“We are not ready to move. Where will we go? We’ll have to wander around like homeless people,” says Munnalal Kurmi. He is a farmer in Sarsela Ryt – one of 93 villages in the process of being swallowed up by India’s 54th tiger reserve – Veerangana Durgavati (VDTR) in Damoh district of Madhya Pradesh. A new dimension: cheetahs too are expected here anytime.
VDTR is among the most recent of the 58 tiger reserves dedicated to tiger habitat; the cheetah gets to share two. These reserves are inviolate spaces – only for wild animals.
To create these reserves – now covering almost 80,000 square kilometres or roughly 10 per cent of India’s forest cover – a total of 257 villages have been relocated, displaced from their homes, the Union Minister of State for Tribal Affairs Durgadas Uikey informed the Lok Sabha in December 2025. And 730 villages also located within reserves, are next in line for ejection.

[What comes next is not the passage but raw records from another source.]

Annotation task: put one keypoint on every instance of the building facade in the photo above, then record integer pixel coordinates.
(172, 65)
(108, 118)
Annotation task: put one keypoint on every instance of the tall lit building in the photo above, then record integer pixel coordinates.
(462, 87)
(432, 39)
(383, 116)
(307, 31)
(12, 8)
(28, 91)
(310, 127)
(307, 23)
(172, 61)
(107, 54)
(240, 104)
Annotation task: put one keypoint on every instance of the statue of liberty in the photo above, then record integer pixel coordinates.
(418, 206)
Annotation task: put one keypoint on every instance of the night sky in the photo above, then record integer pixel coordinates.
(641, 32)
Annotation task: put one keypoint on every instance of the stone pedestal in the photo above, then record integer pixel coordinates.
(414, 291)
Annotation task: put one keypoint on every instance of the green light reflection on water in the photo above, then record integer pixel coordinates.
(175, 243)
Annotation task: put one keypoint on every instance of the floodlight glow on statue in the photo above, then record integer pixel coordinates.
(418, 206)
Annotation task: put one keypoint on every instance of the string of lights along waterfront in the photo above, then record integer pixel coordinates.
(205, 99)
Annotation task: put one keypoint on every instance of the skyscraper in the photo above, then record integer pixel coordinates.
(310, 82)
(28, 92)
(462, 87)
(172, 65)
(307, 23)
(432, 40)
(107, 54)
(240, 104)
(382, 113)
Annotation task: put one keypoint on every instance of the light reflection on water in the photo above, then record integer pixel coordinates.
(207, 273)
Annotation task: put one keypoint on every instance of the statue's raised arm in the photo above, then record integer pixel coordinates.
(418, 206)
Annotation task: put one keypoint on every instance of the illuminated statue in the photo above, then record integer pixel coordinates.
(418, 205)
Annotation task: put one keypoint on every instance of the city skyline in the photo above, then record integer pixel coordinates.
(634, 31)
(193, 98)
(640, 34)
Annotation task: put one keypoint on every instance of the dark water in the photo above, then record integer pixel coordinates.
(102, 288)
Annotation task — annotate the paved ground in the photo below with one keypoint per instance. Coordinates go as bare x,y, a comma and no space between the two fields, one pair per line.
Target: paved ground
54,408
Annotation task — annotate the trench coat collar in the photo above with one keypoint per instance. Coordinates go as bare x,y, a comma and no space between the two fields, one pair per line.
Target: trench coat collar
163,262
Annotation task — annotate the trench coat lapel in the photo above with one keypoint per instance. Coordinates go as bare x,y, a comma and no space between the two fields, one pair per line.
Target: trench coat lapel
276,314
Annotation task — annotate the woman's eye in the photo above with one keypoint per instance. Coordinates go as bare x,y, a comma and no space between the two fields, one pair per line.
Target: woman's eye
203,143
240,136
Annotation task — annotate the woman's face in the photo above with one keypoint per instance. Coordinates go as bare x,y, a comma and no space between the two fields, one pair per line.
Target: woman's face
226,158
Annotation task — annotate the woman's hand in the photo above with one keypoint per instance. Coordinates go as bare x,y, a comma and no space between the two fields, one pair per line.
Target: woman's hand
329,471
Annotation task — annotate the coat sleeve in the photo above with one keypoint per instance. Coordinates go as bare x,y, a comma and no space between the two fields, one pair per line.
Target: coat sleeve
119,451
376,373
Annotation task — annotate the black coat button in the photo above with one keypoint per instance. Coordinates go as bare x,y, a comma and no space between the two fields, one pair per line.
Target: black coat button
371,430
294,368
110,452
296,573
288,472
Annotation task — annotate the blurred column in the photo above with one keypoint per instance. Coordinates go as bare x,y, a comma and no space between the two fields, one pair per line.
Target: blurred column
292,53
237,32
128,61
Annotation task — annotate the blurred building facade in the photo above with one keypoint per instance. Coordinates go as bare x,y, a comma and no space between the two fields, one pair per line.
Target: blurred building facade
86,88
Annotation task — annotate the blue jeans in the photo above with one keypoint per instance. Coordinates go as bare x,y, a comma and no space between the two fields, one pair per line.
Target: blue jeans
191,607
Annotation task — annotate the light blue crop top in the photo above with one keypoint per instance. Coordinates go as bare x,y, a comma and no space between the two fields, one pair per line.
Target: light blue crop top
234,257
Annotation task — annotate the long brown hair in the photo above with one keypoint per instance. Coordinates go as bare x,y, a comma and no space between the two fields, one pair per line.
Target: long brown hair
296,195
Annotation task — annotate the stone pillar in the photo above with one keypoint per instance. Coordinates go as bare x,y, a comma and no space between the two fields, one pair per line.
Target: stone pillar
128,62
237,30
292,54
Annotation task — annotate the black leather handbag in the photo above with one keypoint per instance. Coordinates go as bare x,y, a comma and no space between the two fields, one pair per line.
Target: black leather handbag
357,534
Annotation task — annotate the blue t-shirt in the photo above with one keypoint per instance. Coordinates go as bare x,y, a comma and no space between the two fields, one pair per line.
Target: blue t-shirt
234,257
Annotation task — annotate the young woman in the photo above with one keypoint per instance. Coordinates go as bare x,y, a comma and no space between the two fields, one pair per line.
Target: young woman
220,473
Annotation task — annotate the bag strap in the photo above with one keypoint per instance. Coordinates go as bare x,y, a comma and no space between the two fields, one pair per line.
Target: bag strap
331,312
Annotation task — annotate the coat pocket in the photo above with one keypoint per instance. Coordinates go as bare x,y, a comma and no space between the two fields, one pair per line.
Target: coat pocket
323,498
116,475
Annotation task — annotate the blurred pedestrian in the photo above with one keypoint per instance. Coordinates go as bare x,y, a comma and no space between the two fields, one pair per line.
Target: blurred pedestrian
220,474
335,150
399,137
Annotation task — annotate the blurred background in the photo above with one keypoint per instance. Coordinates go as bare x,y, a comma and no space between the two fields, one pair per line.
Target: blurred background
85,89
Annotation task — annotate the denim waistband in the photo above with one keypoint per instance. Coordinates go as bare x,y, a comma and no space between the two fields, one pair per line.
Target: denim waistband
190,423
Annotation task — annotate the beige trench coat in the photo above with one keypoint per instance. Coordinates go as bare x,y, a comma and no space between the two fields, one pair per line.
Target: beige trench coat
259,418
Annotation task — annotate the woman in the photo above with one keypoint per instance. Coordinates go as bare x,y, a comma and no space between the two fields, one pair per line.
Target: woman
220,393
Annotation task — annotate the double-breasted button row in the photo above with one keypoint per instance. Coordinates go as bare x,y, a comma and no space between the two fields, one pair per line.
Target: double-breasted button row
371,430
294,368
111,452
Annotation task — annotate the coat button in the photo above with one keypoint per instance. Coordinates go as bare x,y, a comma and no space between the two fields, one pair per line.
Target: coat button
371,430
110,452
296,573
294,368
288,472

Daba is another village in Damoh that will be swallowed up by the new reserve. “Where will we live? What will we eat?” asks Radha Rani Gond from the village that lies on the edge of the Nauradehi sanctuary. Seated in her courtyard in the winter sun, her hands running through the wheat harvest that has come in, the 75-year-old is visibly upset.

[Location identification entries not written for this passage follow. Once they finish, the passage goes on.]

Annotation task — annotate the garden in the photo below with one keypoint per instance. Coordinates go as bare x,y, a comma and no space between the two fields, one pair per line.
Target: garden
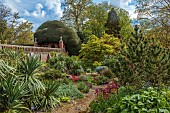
111,63
134,80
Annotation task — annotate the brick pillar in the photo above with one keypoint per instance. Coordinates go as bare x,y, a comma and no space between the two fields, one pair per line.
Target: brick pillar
61,44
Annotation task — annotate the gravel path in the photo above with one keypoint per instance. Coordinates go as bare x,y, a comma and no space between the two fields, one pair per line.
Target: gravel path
79,105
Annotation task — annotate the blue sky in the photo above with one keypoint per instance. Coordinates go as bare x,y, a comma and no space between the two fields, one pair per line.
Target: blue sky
39,11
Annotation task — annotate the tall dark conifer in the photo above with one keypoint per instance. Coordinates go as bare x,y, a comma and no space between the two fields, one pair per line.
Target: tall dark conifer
142,61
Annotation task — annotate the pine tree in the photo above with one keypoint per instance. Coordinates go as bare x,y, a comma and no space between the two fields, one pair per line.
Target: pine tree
142,61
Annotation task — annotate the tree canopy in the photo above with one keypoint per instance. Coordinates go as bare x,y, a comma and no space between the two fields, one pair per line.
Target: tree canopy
154,19
51,31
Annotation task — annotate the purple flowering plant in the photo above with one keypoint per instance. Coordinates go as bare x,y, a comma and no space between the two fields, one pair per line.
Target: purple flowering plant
111,88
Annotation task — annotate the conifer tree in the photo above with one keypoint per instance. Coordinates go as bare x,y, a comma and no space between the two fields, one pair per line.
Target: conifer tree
142,61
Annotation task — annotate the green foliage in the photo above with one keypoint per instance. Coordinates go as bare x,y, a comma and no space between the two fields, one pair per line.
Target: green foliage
73,13
11,93
100,80
68,91
53,74
65,99
103,102
107,73
99,69
12,29
83,87
22,91
97,15
156,24
51,31
96,48
149,100
100,105
47,100
142,61
66,64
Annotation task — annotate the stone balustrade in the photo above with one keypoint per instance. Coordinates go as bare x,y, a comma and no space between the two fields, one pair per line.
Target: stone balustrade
42,52
31,48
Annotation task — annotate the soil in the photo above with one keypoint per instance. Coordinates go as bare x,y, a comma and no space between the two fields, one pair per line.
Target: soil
79,105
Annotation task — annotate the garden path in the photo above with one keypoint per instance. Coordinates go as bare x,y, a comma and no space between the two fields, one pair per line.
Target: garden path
79,105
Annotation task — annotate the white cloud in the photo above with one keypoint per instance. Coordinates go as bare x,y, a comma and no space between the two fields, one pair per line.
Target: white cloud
22,20
11,4
125,5
18,1
55,5
38,12
26,13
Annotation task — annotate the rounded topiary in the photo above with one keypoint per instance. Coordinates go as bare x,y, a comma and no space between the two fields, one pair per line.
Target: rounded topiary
51,31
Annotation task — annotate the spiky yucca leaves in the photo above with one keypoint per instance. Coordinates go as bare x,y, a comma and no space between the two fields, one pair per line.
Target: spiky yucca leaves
142,62
5,70
11,96
27,69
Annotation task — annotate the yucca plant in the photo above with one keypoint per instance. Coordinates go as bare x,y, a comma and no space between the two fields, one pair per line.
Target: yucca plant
12,92
5,70
27,69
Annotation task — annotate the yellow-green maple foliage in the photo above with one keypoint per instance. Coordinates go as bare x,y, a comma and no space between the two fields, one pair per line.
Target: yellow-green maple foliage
97,48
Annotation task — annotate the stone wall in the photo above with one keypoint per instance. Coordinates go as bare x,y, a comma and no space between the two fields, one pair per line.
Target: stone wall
42,52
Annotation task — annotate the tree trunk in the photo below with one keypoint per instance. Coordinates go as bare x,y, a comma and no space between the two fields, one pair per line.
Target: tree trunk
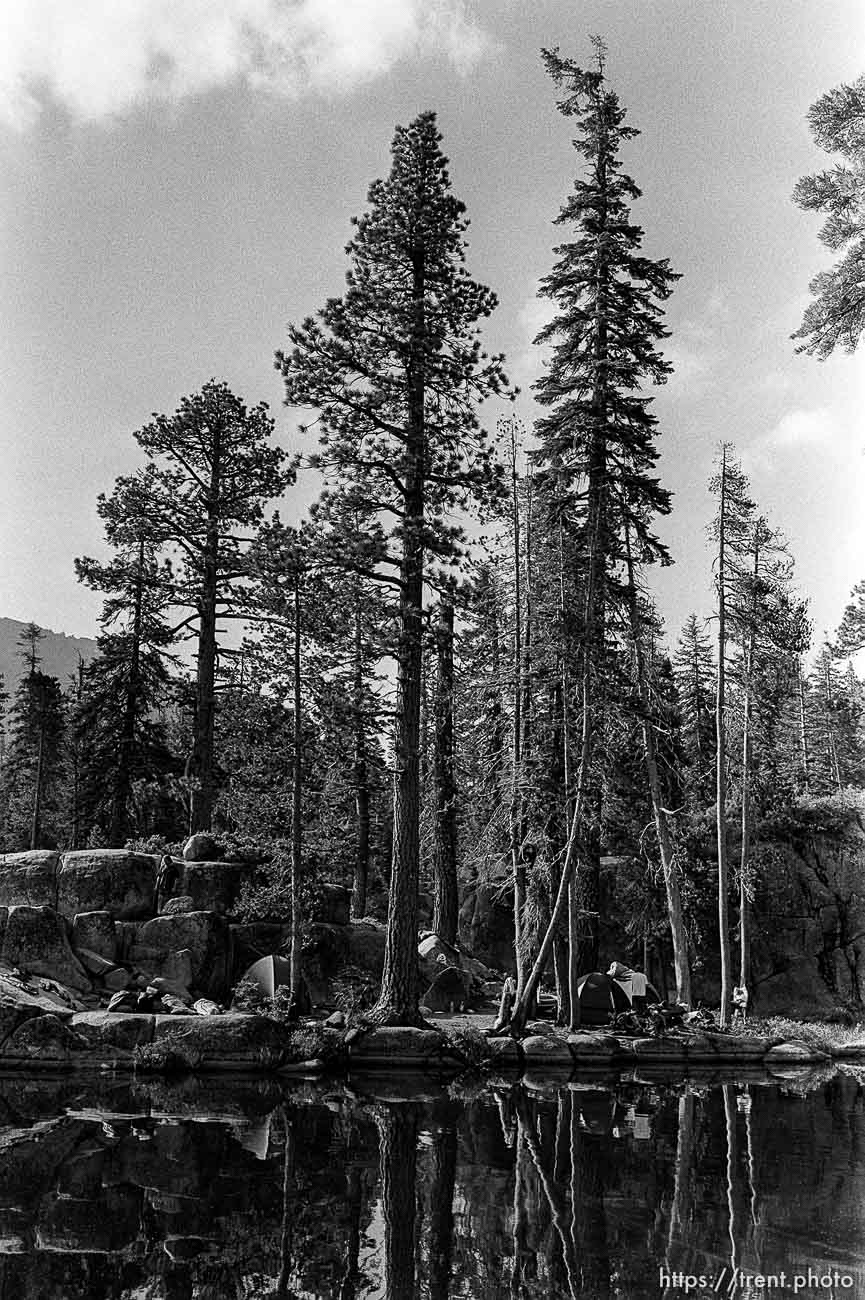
515,819
721,774
360,780
297,794
661,822
119,827
398,999
803,732
497,776
593,623
445,889
202,765
35,819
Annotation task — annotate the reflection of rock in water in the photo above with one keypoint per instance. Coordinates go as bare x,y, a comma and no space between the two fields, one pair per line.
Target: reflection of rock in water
213,1192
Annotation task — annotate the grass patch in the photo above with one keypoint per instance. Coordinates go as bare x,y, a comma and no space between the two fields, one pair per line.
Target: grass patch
817,1034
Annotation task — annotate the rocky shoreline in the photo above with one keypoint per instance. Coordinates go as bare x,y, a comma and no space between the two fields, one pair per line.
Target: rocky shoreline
245,1043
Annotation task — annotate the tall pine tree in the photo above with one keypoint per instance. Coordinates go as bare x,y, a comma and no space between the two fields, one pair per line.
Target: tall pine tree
396,369
597,438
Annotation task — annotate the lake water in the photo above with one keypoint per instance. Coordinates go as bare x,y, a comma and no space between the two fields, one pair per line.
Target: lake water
627,1187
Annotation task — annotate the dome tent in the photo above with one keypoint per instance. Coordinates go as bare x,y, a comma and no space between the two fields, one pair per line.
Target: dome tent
601,999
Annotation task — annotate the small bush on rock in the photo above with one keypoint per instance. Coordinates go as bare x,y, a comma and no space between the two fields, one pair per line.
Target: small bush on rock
164,1058
470,1044
250,997
354,992
311,1043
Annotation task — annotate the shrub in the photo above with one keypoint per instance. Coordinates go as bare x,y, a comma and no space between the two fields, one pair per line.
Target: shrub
312,1041
251,997
470,1044
354,992
172,1057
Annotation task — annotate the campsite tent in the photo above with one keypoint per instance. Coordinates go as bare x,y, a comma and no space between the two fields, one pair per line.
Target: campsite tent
269,973
601,999
632,980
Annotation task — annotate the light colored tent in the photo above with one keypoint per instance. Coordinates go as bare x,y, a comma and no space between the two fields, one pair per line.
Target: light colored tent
269,973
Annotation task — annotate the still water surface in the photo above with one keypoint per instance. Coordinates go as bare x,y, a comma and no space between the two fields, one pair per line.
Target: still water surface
626,1187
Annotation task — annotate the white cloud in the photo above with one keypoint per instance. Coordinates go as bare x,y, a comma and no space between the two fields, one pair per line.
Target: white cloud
800,430
696,346
526,362
801,427
99,59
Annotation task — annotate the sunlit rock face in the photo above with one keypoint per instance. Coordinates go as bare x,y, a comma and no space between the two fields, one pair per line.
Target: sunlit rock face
111,880
29,878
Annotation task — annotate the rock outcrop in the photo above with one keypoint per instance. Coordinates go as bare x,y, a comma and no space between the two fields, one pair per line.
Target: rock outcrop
112,880
34,939
212,885
96,932
204,935
808,915
29,879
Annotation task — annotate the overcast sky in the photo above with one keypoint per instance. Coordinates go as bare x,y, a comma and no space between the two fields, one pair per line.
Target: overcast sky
180,176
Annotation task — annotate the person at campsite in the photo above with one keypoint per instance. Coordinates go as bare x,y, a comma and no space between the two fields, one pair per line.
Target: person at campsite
634,982
167,879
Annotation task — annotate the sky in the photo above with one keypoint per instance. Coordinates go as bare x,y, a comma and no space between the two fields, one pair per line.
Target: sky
180,178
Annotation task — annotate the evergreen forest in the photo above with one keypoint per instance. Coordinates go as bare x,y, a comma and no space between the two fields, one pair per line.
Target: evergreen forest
445,684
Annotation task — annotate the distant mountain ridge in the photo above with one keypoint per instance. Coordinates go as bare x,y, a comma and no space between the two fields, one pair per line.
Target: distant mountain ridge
59,653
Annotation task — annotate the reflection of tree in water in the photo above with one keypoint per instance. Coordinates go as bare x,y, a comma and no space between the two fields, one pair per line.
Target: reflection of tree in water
397,1123
578,1192
441,1209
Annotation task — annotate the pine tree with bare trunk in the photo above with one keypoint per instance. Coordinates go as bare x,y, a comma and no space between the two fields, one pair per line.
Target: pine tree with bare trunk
396,371
597,436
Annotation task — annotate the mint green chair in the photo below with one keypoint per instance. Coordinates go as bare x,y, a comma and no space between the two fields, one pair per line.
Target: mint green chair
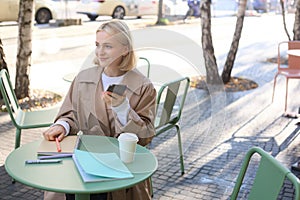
166,116
269,178
22,119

The basis of reserves is ‘fortress conservation’ – exclusionary protected areas for wildlife. Ecologists point out that it follows an oversimplified narrative that tigers and people cannot coexist. Fact: India’s forest dwelling communities have always lived in close proximity to wild animals. “We are the ones who take care of the jungle and the animals. They are throwing us out, and right here they will build a tourist guest house,” says Janka Bai, in her fifties. Her village Umrawan was swallowed by the expanding Panna tiger reserve in 2015.